The scenario was not real but the 30 students from the uniformed services course at the College of West Anglia who took part in the training session at the fire station on Lynn’s northern bypass gave eight crew members the chance to carry out rescue procedures training on a scale they would not normally encounter.
Crew manager Phil Tinkley had devised the training and at the end praised the students. He said: “You were incredible. We couldn’t do it without you.”
He said he hoped the fire service would be supported by the college’s uniformed services department to help in further training exercises in the future.
His comments were echoed by Caroline Mallott, a college lecturer, who had organised the students and helped with making them up to resemble ones with serious head and body injuries and others who were clearly dead. Students were also asked to play-act, screaming, crying, one had an epileptic fit, another was struggling to breathe. Fire personnel had to survey the injured and make decisions on first needs. At the time the first two pumps would have arrived with ten on board, no ambulance crews were available making decision on triage all the more important.
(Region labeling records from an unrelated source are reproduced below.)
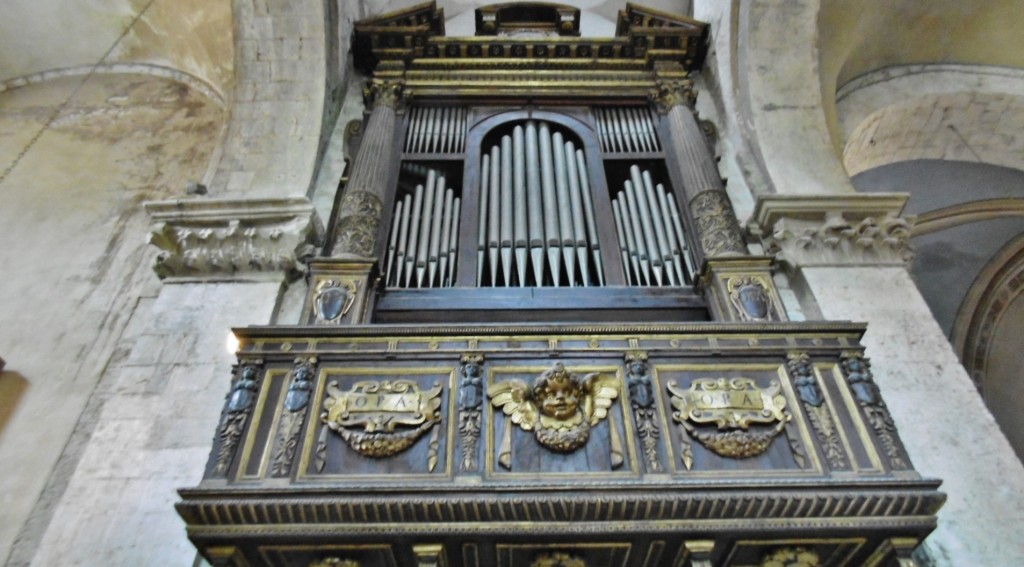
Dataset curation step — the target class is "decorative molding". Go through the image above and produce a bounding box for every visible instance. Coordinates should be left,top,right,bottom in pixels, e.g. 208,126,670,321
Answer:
145,199,324,284
362,82,404,110
748,193,914,269
649,79,697,112
690,189,748,258
332,191,384,258
761,547,821,567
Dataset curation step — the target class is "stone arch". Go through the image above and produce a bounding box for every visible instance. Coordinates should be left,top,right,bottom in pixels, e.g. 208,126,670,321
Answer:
837,64,1024,176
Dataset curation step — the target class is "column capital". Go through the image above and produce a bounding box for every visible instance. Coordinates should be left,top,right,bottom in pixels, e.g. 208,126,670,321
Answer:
362,81,406,111
746,193,914,269
648,79,697,112
145,198,324,284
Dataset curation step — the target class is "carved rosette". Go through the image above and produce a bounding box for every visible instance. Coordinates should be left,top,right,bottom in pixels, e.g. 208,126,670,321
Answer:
211,359,263,477
333,192,383,258
145,199,324,281
626,352,662,473
690,189,748,258
842,352,910,470
270,356,316,477
459,354,483,471
785,352,847,469
748,193,913,268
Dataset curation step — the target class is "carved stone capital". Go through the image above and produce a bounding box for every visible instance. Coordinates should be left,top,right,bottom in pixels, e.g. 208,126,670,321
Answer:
145,199,324,282
748,193,914,269
362,82,404,111
649,79,697,111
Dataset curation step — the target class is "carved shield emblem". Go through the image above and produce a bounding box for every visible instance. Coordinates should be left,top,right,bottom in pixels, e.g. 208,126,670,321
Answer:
667,378,791,459
321,380,441,459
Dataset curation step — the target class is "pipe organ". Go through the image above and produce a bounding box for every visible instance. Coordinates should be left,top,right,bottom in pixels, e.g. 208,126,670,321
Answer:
177,3,943,567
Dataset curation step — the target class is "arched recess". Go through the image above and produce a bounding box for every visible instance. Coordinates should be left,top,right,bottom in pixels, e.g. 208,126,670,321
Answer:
952,235,1024,459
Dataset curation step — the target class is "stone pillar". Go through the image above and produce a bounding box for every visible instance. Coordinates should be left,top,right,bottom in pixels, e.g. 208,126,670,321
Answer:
652,77,786,321
751,193,1024,566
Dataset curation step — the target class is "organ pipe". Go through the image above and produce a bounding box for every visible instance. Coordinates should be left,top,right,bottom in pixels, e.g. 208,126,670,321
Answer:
384,168,461,288
611,165,693,286
478,120,603,287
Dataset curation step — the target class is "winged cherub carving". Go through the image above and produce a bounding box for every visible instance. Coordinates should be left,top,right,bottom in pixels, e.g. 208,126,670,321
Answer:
487,362,618,468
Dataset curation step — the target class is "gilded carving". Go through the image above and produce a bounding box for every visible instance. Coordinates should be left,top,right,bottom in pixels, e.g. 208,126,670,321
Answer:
332,188,383,258
313,279,361,322
458,355,483,471
270,356,316,477
726,275,777,321
212,360,263,476
668,378,792,458
321,380,442,460
529,552,587,567
690,189,748,258
785,352,847,469
487,362,623,469
761,547,821,567
843,352,910,470
626,352,662,473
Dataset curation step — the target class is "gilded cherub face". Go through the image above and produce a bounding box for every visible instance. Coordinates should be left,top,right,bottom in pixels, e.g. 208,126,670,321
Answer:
534,370,583,420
The fire service would not normally deal with so many “walking wounded”.
Among the fire personnel were trained paramedics, available to answer any concerns regarding breathing and pulse rates.
To make it more realistic students were organised to appear as if they had cuts/blood; ashen or dusty appearance; hearing loss; scared/panicked; woozy; shaken. Their injuries had been made up using hand paints and Corn syrup.
Fire service group manager Tim Edwards was an observer. He said it had been a fantastic opportunity to test their procedures, with mass casualties, some of whom were bandaged by fire personnel, and victims realistically made up.